One of the best ways to avoid anxiety at social events is to know a little bit about every possible subject. Unfortunately, graffiti, the subject of last Thursday night’s book party, was one of the few topics about which I know nothing. Thanks to the invite, what I did know was this: on July 21, 1971, the New York Times ran a profile of a 17-year-old graffiti artist called Taki 183. The article was considered to be the introduction of graffiti culture to the mainstream in New York City, and it was 40 years ago to the date of the party. Now Taki 183 and a slew of other famed graffiti writers would be at The Hole on Bowery for the release of Harper Collins’ new graffiti bible, The History of American Graffiti. It was absolutely the haziest, hottest evening of the summer and the purple polo I was wearing telegraphed wetness better than any other shirt in my wardrobe.
Walking up Bowery from the J train, it was easy to spot the event by the legions of graffiti aficionados pouring out of the venue onto the front sidewalk with freshly signed books and sweaty foreheads. The Hole’s interior was brightly lit, with glaring white walls that featured odd smiley face paintings and sculptures scattered throughout. Two small tables were set up in the spacious room, one selling the book and another giving away free bottles of Colt 45 Blast in watermelon and cherry flavor. Across from the drinks, another long table stretched the entire length of the room. There sat the two authors of The History of American Graffiti, as well as a number of the graffiti writers featured in the book. By the time I made my way over to Roger Gastman, co-author of the book and copublisher of Swindle Magazine, my cherry Blast was already hotter than the inside of my underwear.
I asked Gastman what he thought of the turnout.
"I’m just thrilled that so many of the original graffiti writers showed up. Look around—everyone’s happy, everyone’s smiling. It’s hot, but it’s so great."

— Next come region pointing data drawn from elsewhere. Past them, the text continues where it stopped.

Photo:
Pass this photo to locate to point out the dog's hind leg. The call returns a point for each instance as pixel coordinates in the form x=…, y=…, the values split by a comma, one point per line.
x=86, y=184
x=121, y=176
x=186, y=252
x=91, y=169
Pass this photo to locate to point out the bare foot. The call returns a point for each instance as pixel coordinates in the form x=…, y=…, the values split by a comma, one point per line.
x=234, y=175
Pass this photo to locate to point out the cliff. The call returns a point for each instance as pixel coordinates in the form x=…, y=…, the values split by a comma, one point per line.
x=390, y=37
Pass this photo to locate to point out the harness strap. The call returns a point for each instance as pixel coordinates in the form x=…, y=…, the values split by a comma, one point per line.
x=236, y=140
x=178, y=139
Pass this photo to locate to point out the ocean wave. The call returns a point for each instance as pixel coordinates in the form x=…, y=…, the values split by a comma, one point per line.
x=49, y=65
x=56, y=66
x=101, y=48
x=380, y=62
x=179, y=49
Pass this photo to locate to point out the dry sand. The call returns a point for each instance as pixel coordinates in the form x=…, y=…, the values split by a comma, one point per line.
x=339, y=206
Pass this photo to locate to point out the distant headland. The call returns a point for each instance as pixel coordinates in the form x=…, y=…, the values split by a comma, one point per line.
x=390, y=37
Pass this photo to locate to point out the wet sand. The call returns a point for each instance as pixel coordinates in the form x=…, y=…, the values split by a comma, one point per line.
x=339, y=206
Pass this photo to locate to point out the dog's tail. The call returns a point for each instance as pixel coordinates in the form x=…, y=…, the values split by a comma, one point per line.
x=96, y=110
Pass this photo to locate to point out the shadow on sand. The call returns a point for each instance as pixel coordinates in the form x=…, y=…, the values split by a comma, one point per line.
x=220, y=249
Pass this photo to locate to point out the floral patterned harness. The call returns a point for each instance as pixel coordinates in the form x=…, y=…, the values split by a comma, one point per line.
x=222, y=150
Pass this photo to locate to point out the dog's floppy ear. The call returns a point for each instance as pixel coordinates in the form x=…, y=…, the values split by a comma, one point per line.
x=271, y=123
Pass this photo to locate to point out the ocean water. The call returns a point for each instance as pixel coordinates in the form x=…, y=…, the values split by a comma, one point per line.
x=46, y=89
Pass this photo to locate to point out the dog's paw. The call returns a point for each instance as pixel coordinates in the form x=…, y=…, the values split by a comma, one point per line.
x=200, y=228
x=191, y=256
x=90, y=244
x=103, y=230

Beside Gastman sat Caleb Neelon, co-author of the book and a prolific graffiti artist in his own right.
"This is an excellent turnout," said Neelon. Then, looking giddily to his left, he whispered, "I mean, Taki 183 is sitting right next to me. The teenager in me is gushing right now."
At that point, my desire to understand what exactly made this event so special that people would pack into this oven of a gallery was matched only by my desire to find cooler air. In a sweat-soaked stupor, I found myself talking to Derrick Harden and Laura O’Reilly, co-curators of Gallery 151.
"The artists in this book," Harden said, motioning to the signing table where graffiti writers Taki 183, Mike 151, Rocky 184 and Snake 1 sat scrawling their tags into book after book, "These guys are like the Afrika Bambaataa of graffiti—they’re the true innovators of the art form."
I felt like I understood. I shook my head, causing a couple of sweat droplets to launch off my forehead towards Harden.
"By the way," he said, "there’s a mini air conditioner in the back room."